Y ahora nos hemos enterado de que el mismo comando que asesinó al inspector, planeó
un atentado contra usted, con un rifle dotado de mira telescópica, en la
ofrenda floral que hizo el 19 de junio pasado en el preciso lugar donde ellos
mismos habían matado al inspector Puelles.
Matar a alguien
para matar al año siguiente a la autoridad institucional que lo homenajea. Es
el insulto póstumo al cadáver de un hombre al que asesinaron por su propio ser,
inspector de Policía: utilizarlo como cebo.
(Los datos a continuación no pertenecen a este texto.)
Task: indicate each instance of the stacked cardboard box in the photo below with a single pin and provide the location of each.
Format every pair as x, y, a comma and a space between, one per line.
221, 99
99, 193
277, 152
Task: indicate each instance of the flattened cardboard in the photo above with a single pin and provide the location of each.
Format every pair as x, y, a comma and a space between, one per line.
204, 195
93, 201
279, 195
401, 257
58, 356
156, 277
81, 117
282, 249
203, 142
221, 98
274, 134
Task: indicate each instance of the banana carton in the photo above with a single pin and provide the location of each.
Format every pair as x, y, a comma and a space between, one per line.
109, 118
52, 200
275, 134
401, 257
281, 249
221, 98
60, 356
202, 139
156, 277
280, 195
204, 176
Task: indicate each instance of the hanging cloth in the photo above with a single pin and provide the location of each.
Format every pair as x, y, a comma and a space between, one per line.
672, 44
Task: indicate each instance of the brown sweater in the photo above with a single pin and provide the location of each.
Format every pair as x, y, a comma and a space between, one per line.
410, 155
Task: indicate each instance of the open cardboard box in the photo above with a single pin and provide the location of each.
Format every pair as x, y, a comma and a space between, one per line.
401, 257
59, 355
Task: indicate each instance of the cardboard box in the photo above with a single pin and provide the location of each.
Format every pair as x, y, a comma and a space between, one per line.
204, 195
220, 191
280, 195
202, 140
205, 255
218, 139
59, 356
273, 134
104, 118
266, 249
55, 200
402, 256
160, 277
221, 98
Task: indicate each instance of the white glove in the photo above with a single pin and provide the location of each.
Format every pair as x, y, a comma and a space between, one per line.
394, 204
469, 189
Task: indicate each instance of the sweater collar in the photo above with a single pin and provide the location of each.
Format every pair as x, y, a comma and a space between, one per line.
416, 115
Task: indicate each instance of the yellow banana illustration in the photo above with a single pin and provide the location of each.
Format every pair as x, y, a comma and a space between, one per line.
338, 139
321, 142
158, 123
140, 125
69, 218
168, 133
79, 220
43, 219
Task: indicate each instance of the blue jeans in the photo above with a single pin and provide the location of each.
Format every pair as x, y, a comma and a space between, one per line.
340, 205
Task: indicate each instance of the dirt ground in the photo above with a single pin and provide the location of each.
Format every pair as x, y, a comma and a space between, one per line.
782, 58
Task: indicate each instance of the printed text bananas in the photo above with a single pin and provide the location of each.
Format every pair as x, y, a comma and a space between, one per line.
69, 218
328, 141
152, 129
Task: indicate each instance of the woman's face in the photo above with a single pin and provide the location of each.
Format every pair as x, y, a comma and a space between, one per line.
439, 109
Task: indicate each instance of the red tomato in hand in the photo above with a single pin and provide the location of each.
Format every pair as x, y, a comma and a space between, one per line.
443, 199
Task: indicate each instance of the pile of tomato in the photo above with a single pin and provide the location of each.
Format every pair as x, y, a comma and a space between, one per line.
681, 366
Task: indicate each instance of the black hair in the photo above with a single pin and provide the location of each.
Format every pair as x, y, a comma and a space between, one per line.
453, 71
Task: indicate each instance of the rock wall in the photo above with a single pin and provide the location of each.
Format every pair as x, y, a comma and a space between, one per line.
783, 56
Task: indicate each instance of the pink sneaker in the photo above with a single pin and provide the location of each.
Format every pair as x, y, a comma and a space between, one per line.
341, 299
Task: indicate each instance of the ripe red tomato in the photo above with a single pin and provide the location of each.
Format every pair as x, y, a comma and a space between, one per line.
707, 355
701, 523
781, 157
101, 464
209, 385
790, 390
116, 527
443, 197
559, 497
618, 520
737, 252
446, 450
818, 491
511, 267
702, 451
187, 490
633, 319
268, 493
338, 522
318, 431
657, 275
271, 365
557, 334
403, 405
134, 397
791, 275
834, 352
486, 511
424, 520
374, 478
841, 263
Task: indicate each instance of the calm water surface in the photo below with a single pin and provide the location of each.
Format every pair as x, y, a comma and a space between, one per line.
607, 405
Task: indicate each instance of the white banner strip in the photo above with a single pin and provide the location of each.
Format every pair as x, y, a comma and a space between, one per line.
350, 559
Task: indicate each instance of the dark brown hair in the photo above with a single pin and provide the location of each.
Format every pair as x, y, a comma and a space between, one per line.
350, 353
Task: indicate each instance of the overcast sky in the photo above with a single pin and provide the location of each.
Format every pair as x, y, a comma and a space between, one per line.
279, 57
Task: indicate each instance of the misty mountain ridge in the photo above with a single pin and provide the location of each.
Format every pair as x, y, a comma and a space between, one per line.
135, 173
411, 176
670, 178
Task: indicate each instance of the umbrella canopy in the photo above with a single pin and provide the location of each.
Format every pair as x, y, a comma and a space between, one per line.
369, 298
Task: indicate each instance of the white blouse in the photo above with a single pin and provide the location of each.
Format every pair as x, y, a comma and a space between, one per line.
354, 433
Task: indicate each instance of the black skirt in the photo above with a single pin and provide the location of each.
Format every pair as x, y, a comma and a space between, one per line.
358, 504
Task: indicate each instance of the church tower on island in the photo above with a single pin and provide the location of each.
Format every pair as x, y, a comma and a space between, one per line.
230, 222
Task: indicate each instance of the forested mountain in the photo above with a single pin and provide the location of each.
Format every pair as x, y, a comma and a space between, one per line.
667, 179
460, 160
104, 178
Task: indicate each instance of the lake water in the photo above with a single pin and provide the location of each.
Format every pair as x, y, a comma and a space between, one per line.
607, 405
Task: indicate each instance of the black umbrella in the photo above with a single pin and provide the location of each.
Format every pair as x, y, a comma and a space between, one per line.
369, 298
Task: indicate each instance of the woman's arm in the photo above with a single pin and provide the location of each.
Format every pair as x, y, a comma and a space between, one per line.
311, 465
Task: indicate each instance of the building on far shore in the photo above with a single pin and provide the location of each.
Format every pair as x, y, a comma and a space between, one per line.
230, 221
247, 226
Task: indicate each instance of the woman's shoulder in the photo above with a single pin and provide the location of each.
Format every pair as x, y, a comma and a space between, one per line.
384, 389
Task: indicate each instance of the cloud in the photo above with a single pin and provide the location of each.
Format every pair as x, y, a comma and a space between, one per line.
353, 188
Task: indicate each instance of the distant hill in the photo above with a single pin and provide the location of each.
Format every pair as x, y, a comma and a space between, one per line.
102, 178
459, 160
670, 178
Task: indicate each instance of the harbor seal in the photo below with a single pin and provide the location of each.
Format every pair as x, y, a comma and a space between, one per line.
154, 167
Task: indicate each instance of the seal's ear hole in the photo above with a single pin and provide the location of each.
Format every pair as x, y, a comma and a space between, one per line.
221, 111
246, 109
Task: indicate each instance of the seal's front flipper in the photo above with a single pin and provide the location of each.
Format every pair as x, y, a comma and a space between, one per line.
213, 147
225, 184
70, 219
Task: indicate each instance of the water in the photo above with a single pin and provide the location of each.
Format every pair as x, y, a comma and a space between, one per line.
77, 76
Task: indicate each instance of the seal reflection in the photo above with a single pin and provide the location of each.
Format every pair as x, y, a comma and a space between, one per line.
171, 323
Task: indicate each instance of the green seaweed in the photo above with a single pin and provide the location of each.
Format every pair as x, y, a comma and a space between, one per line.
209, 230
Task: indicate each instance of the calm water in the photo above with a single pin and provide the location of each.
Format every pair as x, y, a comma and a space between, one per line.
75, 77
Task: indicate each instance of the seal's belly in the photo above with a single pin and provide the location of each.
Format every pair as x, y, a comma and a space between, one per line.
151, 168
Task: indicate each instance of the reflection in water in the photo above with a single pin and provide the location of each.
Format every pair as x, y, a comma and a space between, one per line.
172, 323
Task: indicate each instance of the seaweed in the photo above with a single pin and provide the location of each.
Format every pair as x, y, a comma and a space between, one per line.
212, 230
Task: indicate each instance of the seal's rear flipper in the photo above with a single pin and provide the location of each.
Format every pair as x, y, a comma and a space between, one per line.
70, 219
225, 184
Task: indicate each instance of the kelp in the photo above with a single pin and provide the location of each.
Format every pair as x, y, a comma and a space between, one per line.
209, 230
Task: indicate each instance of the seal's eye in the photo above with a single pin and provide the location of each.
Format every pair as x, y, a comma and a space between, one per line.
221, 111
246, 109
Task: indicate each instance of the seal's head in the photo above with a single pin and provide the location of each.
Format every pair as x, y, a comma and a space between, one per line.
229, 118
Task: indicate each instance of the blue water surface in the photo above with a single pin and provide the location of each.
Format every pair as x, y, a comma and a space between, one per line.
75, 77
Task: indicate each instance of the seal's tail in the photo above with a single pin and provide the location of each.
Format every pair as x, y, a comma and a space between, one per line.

Una vez dicho lo anterior, comprenderá que estoy de
su parte, pero por eso mismo me permitirá matizar sus palabras ante el Comité
Nacional de su partido. Ha insistido usted en una observación que le oigo
repetir con alarmante frecuencia: Si la Justicia decide que Sortu es una formación legal "será
una muy buena noticia" porque "significará, con datos y con pruebas,
que cumplen los requisitos democráticos, que es lo que hemos exigido siempre a
ese mundo". Además, "significará que ETA estará mucho más cerca de su
desaparición definitiva".
Verá, lehendakari, no forzosamente; sería bueno que
estableciéramos algún distingo entre sus deseos y los hechos, o al menos, haber
extraído de la experiencia enseñanzas para el futuro. El entorno de ETA ha sido
legalizado varias veces. La primera de ellas, la Sala 1ª del Tribunal Supremo
ordenó su incripción el 14 de mayo de 1986 contra una tenaz oposición del
Gobierno de Felipe González. El Partido Comunista de las Tierras Vascas (EHAK) fue
inscrito el 27 de septiembre de 2002, un mes después de que el Congreso instara
la ilegalización de HB-EH-Batasuna. También había sido legalizada ANV el 14 de
abril de 1977, con unos estatutos que rechazaban la violencia (cuánto
insistieron en ello De la Vega y Rubalcaba). En 1978 ANV entró en la Mesa de
Alsasua, embrión de Batasuna, y ya no condenaron más. En 2009 se legalizó Iniciativa
Internacionalista, marca con la que concurrió Batasuna a las elecciones
europeas de aquel año.
Vuelva a pensarse el argumento, lehendakari. No nos
diga que puede aceptar que ha roto con su pasado quien no condena el asesinato
de Puelles, mientras ETA falló sus
propósitos por no recibir el arma a tiempo.